Conducted by Olmsted County Public Health and the University of Minnesota, the survey also found most residents prefer smoke-free restaurants and believe restrictions on smoking in public places do not discriminate against smokers.
Results of the survey were presented Tuesday to the Olmsted County Board.
"This data reinforces the county board's decision regarding the smoke-free restaurant ordinance," said Mary Wellik, director of Public Health Services. "Residents understand the dangers of secondhand smoke and support environmental changes limiting exposure."
The survey, conducted last year by mail, gathered responses from 334 people with addresses inside Olmsted County. Most respondents indicated they had graduated college, never smoked and were 40 to 60 years old.
Respondents agreed that secondhand smoke is a health threat to adults and children.
About 93 percent of respondents said such smoke is harmful to adults. Slightly more people said it harms children.
Nearly 99 percent favored restrictions in restaurants, while 96 percent favored restrictions at outdoor school events and 74 percent favored restrictions at outdoor recreation areas such as parks and fairgrounds.

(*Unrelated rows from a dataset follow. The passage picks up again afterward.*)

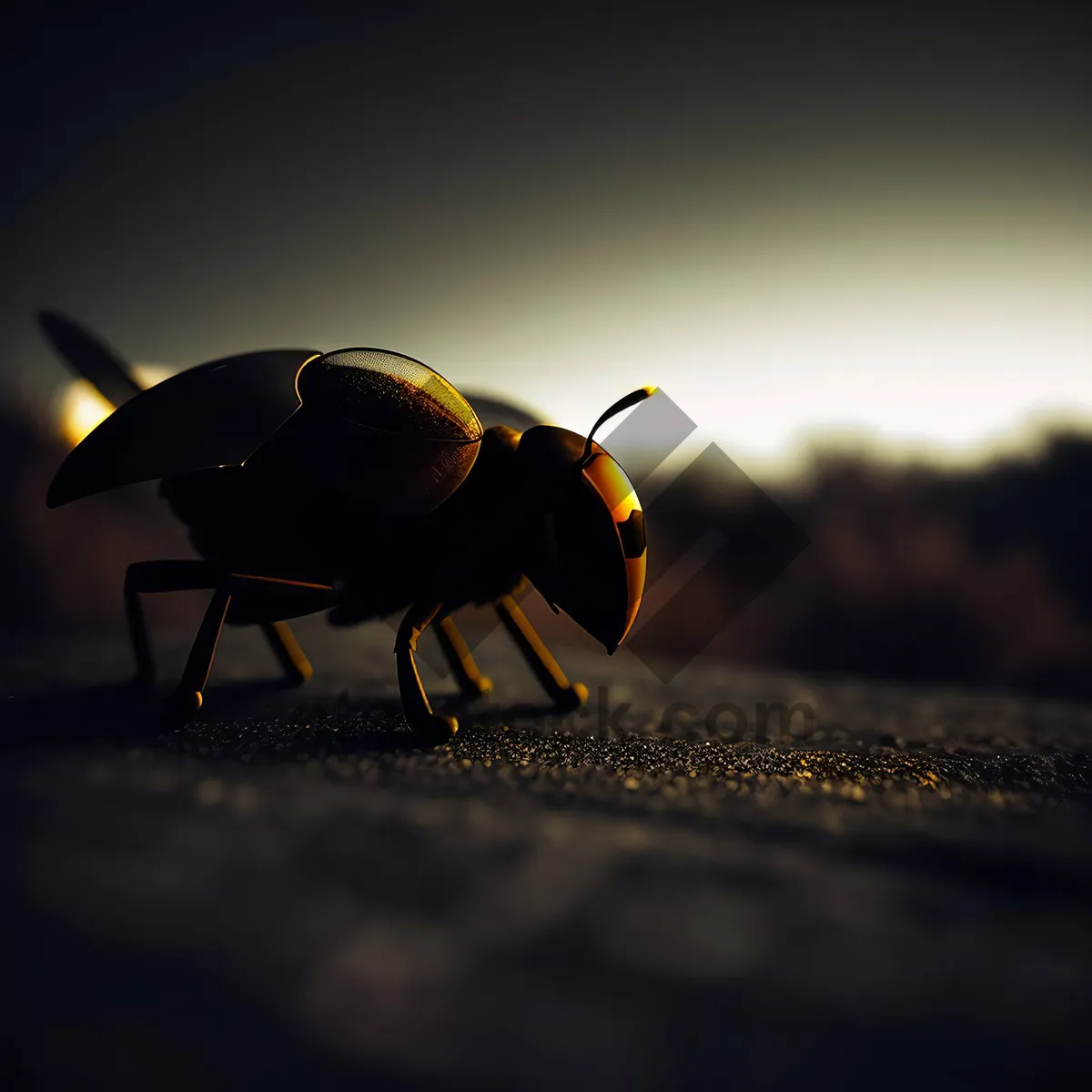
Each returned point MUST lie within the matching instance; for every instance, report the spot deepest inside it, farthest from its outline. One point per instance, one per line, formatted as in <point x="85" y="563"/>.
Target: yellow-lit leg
<point x="296" y="666"/>
<point x="187" y="696"/>
<point x="472" y="682"/>
<point x="567" y="696"/>
<point x="429" y="726"/>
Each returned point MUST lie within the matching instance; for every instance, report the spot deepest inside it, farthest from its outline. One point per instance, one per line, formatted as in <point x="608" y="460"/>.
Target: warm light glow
<point x="81" y="409"/>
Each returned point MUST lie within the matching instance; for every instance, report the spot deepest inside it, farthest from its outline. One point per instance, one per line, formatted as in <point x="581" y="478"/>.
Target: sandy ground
<point x="894" y="890"/>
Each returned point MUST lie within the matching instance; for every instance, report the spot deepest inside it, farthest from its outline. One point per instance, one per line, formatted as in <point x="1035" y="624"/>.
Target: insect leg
<point x="423" y="722"/>
<point x="187" y="696"/>
<point x="157" y="577"/>
<point x="296" y="666"/>
<point x="567" y="696"/>
<point x="472" y="682"/>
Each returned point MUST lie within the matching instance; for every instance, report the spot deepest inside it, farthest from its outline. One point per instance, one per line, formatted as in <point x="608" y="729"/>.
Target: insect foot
<point x="571" y="698"/>
<point x="434" y="730"/>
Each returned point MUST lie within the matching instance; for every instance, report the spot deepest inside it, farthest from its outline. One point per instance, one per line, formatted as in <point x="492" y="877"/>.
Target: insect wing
<point x="381" y="430"/>
<point x="213" y="415"/>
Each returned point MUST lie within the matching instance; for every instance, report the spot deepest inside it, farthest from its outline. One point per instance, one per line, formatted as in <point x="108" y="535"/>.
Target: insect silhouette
<point x="361" y="483"/>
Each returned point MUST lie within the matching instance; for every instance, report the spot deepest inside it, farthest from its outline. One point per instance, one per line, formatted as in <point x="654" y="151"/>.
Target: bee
<point x="363" y="484"/>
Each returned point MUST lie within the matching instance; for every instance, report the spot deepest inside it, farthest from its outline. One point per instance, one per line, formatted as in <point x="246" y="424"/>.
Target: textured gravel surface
<point x="891" y="889"/>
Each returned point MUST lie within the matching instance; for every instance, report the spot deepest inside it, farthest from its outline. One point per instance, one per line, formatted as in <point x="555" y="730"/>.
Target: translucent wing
<point x="213" y="415"/>
<point x="90" y="356"/>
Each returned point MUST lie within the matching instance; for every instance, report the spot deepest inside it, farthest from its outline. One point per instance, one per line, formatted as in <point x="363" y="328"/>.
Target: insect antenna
<point x="631" y="399"/>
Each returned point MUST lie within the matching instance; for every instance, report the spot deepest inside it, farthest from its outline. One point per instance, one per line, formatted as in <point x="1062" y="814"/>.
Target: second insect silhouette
<point x="361" y="483"/>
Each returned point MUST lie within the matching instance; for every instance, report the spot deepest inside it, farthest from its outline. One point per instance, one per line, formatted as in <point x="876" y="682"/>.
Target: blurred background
<point x="852" y="243"/>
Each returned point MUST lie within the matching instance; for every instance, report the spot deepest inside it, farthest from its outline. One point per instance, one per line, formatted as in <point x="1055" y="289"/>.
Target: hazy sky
<point x="791" y="218"/>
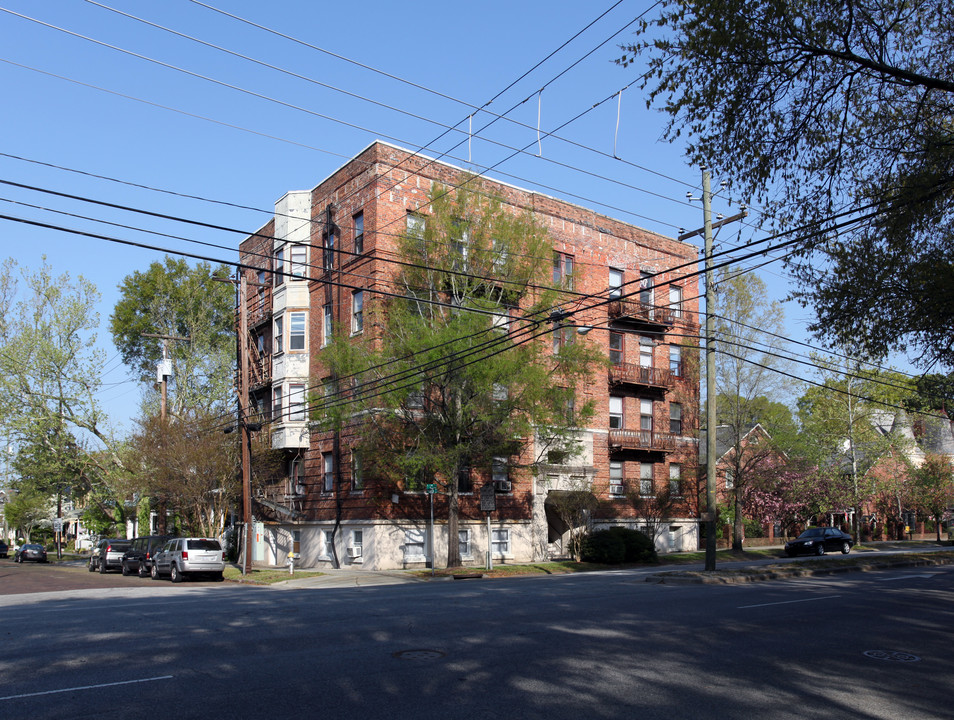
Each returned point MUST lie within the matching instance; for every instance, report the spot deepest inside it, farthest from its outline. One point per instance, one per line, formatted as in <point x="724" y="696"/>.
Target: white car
<point x="182" y="557"/>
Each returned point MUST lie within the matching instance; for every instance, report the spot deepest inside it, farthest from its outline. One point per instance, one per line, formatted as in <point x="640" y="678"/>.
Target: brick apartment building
<point x="320" y="264"/>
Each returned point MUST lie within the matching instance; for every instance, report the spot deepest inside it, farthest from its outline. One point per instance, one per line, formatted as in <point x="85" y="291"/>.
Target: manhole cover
<point x="419" y="654"/>
<point x="891" y="656"/>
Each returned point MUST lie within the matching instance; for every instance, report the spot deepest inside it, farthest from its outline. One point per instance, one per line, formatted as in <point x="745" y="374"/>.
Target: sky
<point x="211" y="111"/>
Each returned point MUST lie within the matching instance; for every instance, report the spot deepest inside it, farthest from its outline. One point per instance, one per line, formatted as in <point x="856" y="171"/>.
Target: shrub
<point x="604" y="547"/>
<point x="639" y="547"/>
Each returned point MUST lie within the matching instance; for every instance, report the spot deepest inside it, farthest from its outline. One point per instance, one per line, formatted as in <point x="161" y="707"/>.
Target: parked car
<point x="138" y="558"/>
<point x="108" y="554"/>
<point x="30" y="551"/>
<point x="181" y="557"/>
<point x="818" y="541"/>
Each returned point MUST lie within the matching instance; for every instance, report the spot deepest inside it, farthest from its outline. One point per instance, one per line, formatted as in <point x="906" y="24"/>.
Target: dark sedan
<point x="36" y="553"/>
<point x="818" y="541"/>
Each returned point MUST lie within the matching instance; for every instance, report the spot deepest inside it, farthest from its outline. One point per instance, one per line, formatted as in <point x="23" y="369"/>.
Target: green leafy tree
<point x="458" y="376"/>
<point x="174" y="299"/>
<point x="749" y="327"/>
<point x="812" y="107"/>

About 70 percent said restricting smoking in public places does not discriminate against smokers.
The survey's margin of error was plus or minus 6 percent.
Brooke Werneburg, an Olmsted County public health educator, said most respondents found secondhand smoke annoying. About 95 percent of the 334 respondents, which included 33 smokers, said such smoke annoyed them.
"Both smokers and nonsmokers found secondhand smoke annoying," she said. "So even those who smoke are annoyed by secondhand smoke."
The county's smoke-free restaurant ordinance went into effect Jan. 1, 2002. The ordinance defines a restaurant as any establishment where food sales exceed liquor sales. It affects about 360 establishments in the county.